U.S. Senator Bernie Sanders and Representative Alexandria Ocasio-Cortez plan to introduce legislation that would cap credit card interest rates at 15%. Proposals such as this sound great on paper – cap interest rates, and consumers will benefit. But is that all that would happen?
Consider the Following Track Record
* College Tuition
If anything, increases in financial aid in recent years have enabled colleges and universities blithely to raise their tuitions, confident that Federal loan subsidies would help cushion the increase. In 1978, subsidies became available to a greatly expanded number of students. In 1980, college tuitions began rising year after year at a rate that exceeded inflation.” William Bennett, Secretary of Education, Our Greedy Colleges, The New York Times, February 18, 1987.
* Health Care
The U.S. “health care cost crisis” didn’t start until 1965. The government increased demand with the passage of Medicare and Medicaid while restricting the supply of doctors and hospitals. Health care prices responded at twice the rate of inflation. Mike Holly, How Government Regulations Made Healthcare So Expensive, Mises Wire, May 01, 2017
* Housing
Rent controls protect tenants when rents rise faster than incomes. Because it makes owning rental properties less profitable, rent control discourages landlords from maintaining apartments and encourages them to convert apartments to condominiums, thus reducing housing supply. California’s current housing crisis has resulted in calls to expand rent controls, despite evidence that this practice may drive up rents in uncontrolled buildings. Jenny Schuetz, Under US Housing Policies Homeowners Mostly Win, While Renters Mostly Lose, Brookings, July 10, 2018
* And Now Credit Cards
Like any other economic good or service, interest rates are subject to the laws of supply and demand. The supply of genuine savings and the demand for those savings embody the interest rate, and this is reflected by its price. When the price of a good or service is capped, this produces a disincentive for entrepreneurs and suppliers to engage in economic activity in the affected industry. This is simultaneously coupled with an artificially low price, which in turn increases demand. The result of a decreased supply and an increased demand is a shortage. Logan Davies, Ocasio-Cortez’s Plan to Cap Interest Rates is a Horrible Idea, Eccentric Economics, Being Libertarian, June 9, 2019.
Caveats and Externalities
Seldom there is just one reason that explains a situation; although often there is a fundamental reason. Also, it is sometimes difficult to establish whether concurrent events are causal or incidental; but if the incidence of a type of concurrent event produces similar results, one would suspect a causal relationship. Thirdly, economics is a fungible discipline that can regard John Maynard Keynes as well as Milton Friedman with equal seriousness, although the economic theories of these two folks are diametrically opposed.

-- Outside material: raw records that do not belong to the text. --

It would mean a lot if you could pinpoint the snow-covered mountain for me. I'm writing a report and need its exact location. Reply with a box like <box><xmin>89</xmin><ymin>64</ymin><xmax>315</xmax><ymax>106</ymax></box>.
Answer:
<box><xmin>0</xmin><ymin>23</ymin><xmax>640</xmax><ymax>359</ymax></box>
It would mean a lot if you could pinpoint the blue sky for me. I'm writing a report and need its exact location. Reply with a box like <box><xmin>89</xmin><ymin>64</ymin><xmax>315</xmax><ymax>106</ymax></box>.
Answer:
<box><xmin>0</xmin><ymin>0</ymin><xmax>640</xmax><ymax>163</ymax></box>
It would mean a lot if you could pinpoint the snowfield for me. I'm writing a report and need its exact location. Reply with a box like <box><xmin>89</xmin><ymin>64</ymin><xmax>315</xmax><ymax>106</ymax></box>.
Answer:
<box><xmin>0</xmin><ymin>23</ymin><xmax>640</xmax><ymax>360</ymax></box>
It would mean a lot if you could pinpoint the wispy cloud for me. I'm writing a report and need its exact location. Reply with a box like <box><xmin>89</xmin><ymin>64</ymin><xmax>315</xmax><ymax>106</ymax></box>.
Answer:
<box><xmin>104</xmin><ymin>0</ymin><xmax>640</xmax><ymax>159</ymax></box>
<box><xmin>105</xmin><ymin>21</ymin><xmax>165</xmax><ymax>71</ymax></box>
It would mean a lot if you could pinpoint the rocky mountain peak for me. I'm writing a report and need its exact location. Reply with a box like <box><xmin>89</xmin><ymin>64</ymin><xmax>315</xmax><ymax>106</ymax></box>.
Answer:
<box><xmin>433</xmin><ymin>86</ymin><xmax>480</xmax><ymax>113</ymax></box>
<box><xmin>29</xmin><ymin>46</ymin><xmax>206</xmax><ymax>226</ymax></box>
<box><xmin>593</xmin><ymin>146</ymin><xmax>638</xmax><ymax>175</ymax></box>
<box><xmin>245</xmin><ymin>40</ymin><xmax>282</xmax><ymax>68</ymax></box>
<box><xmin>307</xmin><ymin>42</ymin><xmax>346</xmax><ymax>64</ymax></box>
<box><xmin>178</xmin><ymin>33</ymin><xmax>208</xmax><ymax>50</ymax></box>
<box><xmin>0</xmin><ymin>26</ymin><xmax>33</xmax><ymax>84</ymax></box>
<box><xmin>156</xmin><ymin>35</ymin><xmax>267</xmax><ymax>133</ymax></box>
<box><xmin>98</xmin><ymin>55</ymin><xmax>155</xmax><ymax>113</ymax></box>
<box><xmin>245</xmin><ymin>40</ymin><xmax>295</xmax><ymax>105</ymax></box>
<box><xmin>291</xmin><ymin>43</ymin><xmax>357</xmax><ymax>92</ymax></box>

And fungibility of economic theory is good at both including widely – collective-leaning hypothesis are as acceptable in the economic arena as are market-leaning ones – and excluding imprudently. A couple of lines on a diagram cannot possibly take into account the countless characteristics in human behavior; therefore, those lines simply illustrate a scenario whereby “all other things being equal,” which hardly ever happens in real life.
For example, the diagram at left is often used to illustrate the benefits of subsidies. The higher “S” is pre-subsidy price, and the lower “S1” is post-subsidy.
A college administration’s greed response to government subsidies as described by Secretary William Bennett would be difficult to include in this diagram. Greed, that is, the capture of any marginal benefit, negates the assumption that all things remain equal. Thus, as subsidies grew, so did the number of college administrators, the variety of student services outside of basic instruction, and employee benefits such as pensions. It was not just demand that grew.
Are We Dealing With Microwave Mentality?
People use microwaves because they want their edibles now, not later. Microwave users want theirs now!
When politicians insists on, say, free college for all, universal health care, rent control, or a cap on credit card interest rates, they are catering to voters’ microwave mentality. In order to get elected or re-elected, politicians need to showcase immediate events that benefit constituents and ignore negative externalities that harm them.